Response bodies do not have to be hard-coded. Anywhere you would otherwise write a fixed string, you can insert one of Tigrister's random variable tokens — for example {{random.uuid}} or {{random.int}} — and the mock will replace them with fresh values every time it serves a response. The Preview button on the response body editor is the easiest way to see what those tokens turn into.

The Hover Toolbar on the Response Body

When you move the mouse into the response body editor, a small toolbar appears in its top-right corner. Which buttons are shown depends on the body type:

  • Copy: copies the raw body — exactly what you have typed, including any random variable tokens — to the clipboard. Useful when you want to reuse the template elsewhere.
  • Format and Minify (JSON and XML only): pretty-print or compact the body in place. The raw template is rewritten on the spot.
  • Preview: opens the preview modal described in the next card.

The Preview Modal

Clicking Preview opens a modal titled Response Body Preview.

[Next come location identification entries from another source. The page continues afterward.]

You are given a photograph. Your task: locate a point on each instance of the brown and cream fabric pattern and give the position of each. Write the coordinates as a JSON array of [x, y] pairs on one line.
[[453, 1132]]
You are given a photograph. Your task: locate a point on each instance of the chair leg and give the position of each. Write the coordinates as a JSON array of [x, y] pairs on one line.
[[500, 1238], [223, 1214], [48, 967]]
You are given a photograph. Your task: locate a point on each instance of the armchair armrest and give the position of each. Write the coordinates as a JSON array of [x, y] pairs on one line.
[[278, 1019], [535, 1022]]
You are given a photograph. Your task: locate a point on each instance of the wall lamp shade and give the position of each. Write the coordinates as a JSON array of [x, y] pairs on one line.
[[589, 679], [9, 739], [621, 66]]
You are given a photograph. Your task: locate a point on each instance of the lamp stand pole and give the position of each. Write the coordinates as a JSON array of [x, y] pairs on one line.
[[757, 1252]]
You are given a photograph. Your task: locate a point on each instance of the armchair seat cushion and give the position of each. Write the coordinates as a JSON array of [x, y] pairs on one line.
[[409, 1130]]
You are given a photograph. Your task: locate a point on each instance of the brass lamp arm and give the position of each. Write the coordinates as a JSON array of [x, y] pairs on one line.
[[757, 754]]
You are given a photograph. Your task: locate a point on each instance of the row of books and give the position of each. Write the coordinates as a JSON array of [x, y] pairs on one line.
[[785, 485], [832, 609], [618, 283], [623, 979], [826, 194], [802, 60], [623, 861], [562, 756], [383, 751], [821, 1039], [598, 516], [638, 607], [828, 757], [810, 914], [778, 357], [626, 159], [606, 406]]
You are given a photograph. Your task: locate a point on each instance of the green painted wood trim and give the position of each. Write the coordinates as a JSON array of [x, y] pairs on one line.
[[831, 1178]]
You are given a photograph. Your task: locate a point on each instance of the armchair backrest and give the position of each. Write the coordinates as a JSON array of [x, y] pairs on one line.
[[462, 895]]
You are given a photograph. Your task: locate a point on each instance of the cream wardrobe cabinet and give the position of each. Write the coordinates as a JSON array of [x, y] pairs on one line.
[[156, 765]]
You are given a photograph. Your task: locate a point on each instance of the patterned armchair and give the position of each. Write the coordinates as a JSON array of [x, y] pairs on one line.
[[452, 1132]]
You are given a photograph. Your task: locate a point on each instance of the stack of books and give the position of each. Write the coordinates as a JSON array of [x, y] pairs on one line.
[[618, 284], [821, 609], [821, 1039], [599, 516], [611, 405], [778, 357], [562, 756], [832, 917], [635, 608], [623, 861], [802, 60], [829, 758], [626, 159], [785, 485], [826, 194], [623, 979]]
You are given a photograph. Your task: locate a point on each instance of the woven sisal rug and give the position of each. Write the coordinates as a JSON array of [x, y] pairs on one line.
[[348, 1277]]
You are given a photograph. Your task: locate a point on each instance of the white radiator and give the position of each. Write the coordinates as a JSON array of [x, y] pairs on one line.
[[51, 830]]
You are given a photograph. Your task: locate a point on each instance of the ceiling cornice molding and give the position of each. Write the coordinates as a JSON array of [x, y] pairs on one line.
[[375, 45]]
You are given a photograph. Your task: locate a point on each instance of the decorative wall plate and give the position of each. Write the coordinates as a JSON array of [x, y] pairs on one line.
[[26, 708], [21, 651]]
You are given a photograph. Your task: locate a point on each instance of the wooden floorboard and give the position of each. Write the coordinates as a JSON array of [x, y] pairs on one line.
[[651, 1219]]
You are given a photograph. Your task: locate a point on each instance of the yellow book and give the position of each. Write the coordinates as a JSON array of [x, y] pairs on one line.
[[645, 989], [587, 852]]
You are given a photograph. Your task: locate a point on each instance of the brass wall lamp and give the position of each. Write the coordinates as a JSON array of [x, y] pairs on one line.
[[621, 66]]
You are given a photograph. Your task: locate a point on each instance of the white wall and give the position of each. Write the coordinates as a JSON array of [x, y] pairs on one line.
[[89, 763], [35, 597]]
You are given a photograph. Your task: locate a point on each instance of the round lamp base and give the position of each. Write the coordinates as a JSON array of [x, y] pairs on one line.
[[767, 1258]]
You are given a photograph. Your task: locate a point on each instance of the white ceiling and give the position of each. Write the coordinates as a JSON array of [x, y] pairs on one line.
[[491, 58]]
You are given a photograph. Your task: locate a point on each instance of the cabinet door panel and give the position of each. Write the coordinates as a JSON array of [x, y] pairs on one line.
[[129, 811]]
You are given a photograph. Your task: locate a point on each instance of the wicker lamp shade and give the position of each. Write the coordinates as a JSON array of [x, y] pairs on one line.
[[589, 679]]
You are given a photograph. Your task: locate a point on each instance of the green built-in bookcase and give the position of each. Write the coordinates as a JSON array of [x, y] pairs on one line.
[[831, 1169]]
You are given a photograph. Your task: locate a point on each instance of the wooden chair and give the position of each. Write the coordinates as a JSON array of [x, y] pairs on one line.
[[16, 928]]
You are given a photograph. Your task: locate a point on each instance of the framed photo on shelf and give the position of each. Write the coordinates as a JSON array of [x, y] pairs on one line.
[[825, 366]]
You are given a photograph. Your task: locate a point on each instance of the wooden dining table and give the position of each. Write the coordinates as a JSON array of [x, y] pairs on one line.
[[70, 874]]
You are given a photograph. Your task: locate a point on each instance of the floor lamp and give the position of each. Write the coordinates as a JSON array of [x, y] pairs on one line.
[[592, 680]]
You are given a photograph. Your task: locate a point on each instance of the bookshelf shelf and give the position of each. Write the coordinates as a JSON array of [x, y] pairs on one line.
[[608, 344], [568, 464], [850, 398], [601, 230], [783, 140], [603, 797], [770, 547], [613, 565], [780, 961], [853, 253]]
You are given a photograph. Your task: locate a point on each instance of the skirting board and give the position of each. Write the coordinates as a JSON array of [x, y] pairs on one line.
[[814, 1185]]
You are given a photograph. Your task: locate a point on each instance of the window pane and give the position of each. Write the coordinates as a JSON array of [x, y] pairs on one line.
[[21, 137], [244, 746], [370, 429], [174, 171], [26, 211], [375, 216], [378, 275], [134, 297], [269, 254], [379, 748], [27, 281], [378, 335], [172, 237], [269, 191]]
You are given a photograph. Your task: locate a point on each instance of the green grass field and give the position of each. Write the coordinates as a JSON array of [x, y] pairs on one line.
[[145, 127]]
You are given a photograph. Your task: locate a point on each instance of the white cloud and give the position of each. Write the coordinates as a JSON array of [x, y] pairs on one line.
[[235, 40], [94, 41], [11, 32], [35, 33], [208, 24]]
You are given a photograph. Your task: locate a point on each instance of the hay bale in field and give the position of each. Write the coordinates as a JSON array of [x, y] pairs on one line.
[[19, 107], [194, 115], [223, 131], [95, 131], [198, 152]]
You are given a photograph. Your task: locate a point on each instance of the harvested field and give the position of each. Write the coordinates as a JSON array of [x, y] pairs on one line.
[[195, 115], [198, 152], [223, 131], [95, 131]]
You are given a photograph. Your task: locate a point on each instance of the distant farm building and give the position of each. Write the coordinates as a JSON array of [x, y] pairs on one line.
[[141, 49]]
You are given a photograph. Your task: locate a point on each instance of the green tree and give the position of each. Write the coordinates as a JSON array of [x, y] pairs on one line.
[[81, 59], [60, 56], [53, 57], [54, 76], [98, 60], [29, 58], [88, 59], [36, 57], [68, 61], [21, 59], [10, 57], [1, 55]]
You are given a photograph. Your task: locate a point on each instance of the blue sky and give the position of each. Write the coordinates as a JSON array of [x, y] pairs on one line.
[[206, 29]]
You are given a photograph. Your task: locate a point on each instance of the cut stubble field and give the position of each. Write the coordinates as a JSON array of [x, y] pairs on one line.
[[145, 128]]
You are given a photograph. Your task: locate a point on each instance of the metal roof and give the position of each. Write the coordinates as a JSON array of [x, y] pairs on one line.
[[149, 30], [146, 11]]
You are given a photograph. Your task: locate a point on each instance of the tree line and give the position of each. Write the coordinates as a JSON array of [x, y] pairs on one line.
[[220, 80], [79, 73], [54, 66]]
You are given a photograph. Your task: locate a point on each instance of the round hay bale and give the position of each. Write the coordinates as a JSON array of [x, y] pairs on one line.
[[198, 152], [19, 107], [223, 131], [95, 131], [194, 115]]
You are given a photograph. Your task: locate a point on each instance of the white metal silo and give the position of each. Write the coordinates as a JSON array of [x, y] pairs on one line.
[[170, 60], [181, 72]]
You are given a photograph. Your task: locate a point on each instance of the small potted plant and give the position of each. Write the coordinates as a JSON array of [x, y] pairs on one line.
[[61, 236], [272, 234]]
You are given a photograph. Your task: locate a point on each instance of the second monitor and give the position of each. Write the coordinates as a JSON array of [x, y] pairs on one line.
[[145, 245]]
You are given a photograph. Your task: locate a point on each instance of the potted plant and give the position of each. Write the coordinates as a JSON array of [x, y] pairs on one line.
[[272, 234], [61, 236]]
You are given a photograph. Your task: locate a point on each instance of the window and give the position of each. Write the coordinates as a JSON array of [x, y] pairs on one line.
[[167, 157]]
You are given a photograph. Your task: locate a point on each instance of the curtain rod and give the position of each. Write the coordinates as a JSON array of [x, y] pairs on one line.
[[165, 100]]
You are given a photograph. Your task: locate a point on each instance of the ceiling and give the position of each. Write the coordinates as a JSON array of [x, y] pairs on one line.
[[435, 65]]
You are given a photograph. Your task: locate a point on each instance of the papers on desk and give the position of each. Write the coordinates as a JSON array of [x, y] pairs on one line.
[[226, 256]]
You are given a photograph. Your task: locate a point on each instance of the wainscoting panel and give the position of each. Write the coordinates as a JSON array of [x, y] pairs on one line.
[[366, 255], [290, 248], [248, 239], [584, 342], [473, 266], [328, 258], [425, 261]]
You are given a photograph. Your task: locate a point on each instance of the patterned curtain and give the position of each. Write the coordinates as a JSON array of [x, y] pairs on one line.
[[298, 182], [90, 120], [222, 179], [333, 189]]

Its main area shows a rendered version of the body with every random variable token replaced by a sample value. For a JSON body, the result is also pretty-printed so the structure is easy to read.

  • Read-only: the preview does not let you edit the body. It is only a window into what the body would look like right now.
  • Copy button: the small Copy button in the top-right corner of the preview copies a fresh rendered version to the clipboard — not the same sample you see on screen. Every click generates a new set of values, which is useful when you need several concrete copies without switching tools.
  • Close: press Escape, click the X in the header, or click anywhere on the dark backdrop.

Which Tokens Can I Use?

The set of random variable tokens you can insert in a mock response body is the same set used everywhere else in Tigrister — UUIDs, integers, timestamps, emails, names, and so on. The full list, with examples, lives in the Random Variables chapter earlier in this guide. Anything that works in a regular HTTP request body or path also works in a mock response body.

Random variables are also resolved in the endpoint's path field, which is how the Preview mode of the Method & Path row builds its sample URL. See Method & Path for the path side.